Genuinamente nordestina, a Católica de Pernambuco nasceu com uma vocação fortemente universalista: por um lado, o espírito pernambucano de dimensões oceânicas – “de Pernambuco para o mundo” – e, de outro, o sentido de toda universidade associado à tradição dos jesuítas, da Igreja e da visão cristã do mundo. Embora esses princípios estejam nos fundamentos da Unicap, as mudanças de tempo e os desafios de nossa época, apontam para a inclusão efetiva do nordeste na pauta nacional, não apenas como beneficiado de políticas públicas, mas como protagonista da construção do país que queremos; e, ao mesmo tempo, o momento é de internacionalização do Brasil. Nesse passo, a Universidade Católica de Pernambuco não está encerrada em seu campus, mas participa de uma agenda ampliada. Na região, a Unicap amplia sua atuação graças a inúmeras parceiras com a Igreja católica, governo municipal e estadual, empresas, ONGs e organizações da sociedade civil. Participamos ativamente da agenda nacional, tanto na Associação Nacional de Educação Católica (ANEC) quanto na Associação Brasileira de Universidades Comunitárias. E, no âmbito internacional, estamos na Associação de IES jesuítas (Ausjal) e na Federação Internacional de Universidades Católicas. Essas agendas múltiplas revelam, de forma bastante visível, o lugar que a Unicap ocupa e seu protagonismo institucional, para além do campus. Enfim, como disse Pe. Adolfo Nicolás, Superior Geral dos jesuítas, em sua visita à universidade (julho 2013): na cidade das pontes, a Unicap é uma universidade sem fronteiras.

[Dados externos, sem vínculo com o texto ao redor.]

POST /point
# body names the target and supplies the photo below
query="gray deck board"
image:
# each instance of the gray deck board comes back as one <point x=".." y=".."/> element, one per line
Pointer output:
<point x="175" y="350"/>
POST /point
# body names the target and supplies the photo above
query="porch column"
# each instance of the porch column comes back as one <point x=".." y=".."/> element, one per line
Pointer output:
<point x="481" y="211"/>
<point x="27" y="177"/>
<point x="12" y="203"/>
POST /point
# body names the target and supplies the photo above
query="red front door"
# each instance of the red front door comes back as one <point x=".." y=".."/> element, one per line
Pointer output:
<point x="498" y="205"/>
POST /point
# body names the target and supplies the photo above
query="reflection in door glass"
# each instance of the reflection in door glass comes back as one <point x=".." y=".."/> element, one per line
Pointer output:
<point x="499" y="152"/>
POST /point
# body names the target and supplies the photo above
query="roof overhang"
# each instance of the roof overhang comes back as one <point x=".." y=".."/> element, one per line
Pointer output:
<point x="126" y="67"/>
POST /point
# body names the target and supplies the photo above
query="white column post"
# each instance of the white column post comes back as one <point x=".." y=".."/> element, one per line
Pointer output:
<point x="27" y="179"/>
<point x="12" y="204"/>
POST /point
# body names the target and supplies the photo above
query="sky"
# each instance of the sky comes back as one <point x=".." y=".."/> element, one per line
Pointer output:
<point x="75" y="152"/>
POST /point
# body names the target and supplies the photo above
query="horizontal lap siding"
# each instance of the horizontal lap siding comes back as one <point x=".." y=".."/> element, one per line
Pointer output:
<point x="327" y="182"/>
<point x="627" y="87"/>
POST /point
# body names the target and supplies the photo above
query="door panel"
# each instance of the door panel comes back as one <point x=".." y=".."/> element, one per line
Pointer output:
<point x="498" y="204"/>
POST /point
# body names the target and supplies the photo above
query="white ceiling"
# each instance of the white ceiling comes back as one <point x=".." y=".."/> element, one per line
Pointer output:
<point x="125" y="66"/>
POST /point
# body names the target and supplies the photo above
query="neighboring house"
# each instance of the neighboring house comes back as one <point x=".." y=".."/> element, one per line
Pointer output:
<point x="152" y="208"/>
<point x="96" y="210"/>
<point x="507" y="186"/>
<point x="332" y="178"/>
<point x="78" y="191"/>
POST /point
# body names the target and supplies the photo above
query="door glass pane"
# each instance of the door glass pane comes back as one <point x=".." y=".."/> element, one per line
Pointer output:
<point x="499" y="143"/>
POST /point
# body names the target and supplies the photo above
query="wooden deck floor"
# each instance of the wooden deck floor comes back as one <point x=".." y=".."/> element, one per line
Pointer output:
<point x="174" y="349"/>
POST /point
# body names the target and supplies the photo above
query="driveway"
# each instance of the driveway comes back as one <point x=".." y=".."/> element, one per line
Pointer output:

Diante da comunidade acadêmica aqui representada, dos jesuítas com quem partilho essa missão, dos representantes da igreja, do poder público e da sociedade pernambucana, assumo, com agradecimento sincero e firme compromisso, a responsabilidade de honrar a tradição unicapiana de qualidade acadêmica em vista da excelência humana. Mas, como dizia João Cabral de Melo Neto: “um galo sozinho não tece a manhã”. Agradecendo, de coração, a presença de todos, concluo com um convite aos nossos professores, funcionários e estudantes: lapidemos juntos a pedra preciosa que nos foi confiada; caminhemos, rumo à terceira margem, na perspectiva do jubileu de diamantes.